Una decisione accolta con favore dalle opposizioni, che fin dall’inizio avevano contestato il provvedimento. I Verdi parlano di una «necessaria correzione di un errore politico» e ribadiscono che la fiducia tra scuola e famiglie non può essere costruita attraverso le sanzioni.
«Nelle situazioni in cui i figli vengono trascurati devono intervenire i servizi sociali, che dispongono degli strumenti e delle competenze necessarie. Le multe finiscono invece per colpire soprattutto i bambini e non risolvono i problemi sociali», afferma il consigliere provinciale Zeno Oberkofler.
Secondo i Verdi, già durante il dibattito sulla legge erano emersi numerosi dubbi sulla legittimità e sull’applicabilità della misura, senza che fossero chiariti aspetti fondamentali come chi avrebbe dovuto irrogare le sanzioni, in quali casi e secondo quali criteri.

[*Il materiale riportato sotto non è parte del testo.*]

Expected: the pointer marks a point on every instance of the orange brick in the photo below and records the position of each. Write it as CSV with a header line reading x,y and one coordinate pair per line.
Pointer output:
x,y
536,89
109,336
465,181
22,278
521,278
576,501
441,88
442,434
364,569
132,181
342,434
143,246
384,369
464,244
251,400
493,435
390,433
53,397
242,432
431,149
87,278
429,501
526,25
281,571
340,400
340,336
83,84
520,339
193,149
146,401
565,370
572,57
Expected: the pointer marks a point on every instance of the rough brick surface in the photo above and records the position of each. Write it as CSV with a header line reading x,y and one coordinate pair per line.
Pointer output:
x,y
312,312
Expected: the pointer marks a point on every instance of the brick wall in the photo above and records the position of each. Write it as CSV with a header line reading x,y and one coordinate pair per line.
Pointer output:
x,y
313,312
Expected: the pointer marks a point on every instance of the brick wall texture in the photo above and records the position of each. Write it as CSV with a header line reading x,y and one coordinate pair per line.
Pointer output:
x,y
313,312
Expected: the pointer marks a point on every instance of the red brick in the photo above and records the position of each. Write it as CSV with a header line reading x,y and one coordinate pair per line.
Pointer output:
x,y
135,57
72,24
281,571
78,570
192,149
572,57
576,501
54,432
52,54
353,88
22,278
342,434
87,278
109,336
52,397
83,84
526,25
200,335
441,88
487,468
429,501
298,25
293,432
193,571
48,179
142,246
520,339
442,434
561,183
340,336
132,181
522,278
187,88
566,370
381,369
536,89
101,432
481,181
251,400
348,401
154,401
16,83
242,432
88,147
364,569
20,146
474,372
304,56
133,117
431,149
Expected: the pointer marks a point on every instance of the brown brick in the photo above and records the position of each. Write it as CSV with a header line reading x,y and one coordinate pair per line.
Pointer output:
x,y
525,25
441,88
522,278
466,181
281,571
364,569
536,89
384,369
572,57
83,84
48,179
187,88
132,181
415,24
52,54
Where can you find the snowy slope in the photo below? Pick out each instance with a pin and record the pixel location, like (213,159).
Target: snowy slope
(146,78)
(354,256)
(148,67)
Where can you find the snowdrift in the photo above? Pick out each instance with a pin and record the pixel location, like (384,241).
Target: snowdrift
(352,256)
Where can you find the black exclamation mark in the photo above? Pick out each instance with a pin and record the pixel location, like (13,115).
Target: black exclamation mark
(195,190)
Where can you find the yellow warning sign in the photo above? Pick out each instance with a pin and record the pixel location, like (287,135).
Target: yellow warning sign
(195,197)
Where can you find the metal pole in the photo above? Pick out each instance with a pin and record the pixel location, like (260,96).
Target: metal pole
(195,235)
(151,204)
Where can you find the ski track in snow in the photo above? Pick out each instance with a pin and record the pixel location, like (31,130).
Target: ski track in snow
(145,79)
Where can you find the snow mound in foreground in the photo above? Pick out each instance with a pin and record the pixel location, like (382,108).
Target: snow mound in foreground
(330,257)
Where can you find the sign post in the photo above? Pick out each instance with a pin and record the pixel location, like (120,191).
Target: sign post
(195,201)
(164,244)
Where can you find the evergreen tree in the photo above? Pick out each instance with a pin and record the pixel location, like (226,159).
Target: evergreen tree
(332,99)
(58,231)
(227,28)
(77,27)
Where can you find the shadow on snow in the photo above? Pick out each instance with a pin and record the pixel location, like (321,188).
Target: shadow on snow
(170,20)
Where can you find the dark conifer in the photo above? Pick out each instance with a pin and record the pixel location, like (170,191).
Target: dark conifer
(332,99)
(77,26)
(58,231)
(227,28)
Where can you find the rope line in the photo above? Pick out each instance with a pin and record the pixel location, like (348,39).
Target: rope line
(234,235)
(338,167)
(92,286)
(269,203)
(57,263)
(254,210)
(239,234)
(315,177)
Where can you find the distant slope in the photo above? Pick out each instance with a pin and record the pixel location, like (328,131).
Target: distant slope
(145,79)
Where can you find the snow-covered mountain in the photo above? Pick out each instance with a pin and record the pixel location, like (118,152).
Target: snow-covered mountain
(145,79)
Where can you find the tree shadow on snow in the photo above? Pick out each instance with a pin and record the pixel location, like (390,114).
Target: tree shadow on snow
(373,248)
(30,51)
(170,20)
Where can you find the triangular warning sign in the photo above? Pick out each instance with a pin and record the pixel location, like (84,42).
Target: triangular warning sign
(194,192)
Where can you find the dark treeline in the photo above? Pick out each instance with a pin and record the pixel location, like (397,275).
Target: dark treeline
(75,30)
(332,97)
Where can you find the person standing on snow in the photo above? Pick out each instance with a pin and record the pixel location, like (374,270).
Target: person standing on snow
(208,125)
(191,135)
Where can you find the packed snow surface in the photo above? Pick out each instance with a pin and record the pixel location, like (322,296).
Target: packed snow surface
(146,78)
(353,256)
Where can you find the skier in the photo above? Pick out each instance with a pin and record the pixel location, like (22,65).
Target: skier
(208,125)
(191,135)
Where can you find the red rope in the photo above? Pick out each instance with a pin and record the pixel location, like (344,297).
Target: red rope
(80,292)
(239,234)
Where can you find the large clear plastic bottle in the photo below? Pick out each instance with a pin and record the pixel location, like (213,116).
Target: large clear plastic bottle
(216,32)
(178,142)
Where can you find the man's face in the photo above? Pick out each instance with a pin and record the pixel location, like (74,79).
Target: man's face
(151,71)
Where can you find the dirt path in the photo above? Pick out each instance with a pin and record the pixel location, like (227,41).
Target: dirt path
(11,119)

Anche il Team K rivendica di essersi opposto fin dall’inizio alla norma e punta il dito contro l’assessore Marco Galateo. Il movimento contesta infatti le recenti dichiarazioni dell’esponente di Fratelli d’Italia, secondo cui le sanzioni sarebbero state introdotte solo in aula e non avrebbero avuto il suo sostegno.
Una ricostruzione che, secondo il consigliere Alex Ploner, non corrisponde ai fatti. La disposizione era già presente nel testo esaminato dalla commissione legislativa, dove un emendamento soppressivo del Team K era stato respinto dalla maggioranza. Successivamente, anche in Consiglio provinciale, la richiesta di eliminare la norma era stata bocciata e Galateo aveva votato a favore della legge contenente le sanzioni.
«È giusto correggere una scelta politica quando si riconosce che è sbagliata. Diventa però scorretto cercare di riscrivere quanto accaduto per sottrarsi alle proprie responsabilità. I fatti sono documentati», afferma Ploner.
Per il Team K il ritiro della norma conferma la fondatezza delle critiche espresse durante l’esame della legge. Le famiglie che incontrano difficoltà nel rapporto con la scuola, sostiene il movimento, hanno bisogno di sostegno educativo e sociale, non di sanzioni amministrative.
Sulla stessa linea anche i Verdi, che chiedono di rafforzare la collaborazione tra scuola, famiglie e servizi sociali, abbandonando misure ritenute esclusivamente simboliche. L’eliminazione delle multe da 50 a 150 euro rappresenta, secondo le opposizioni, un passo nella giusta direzione.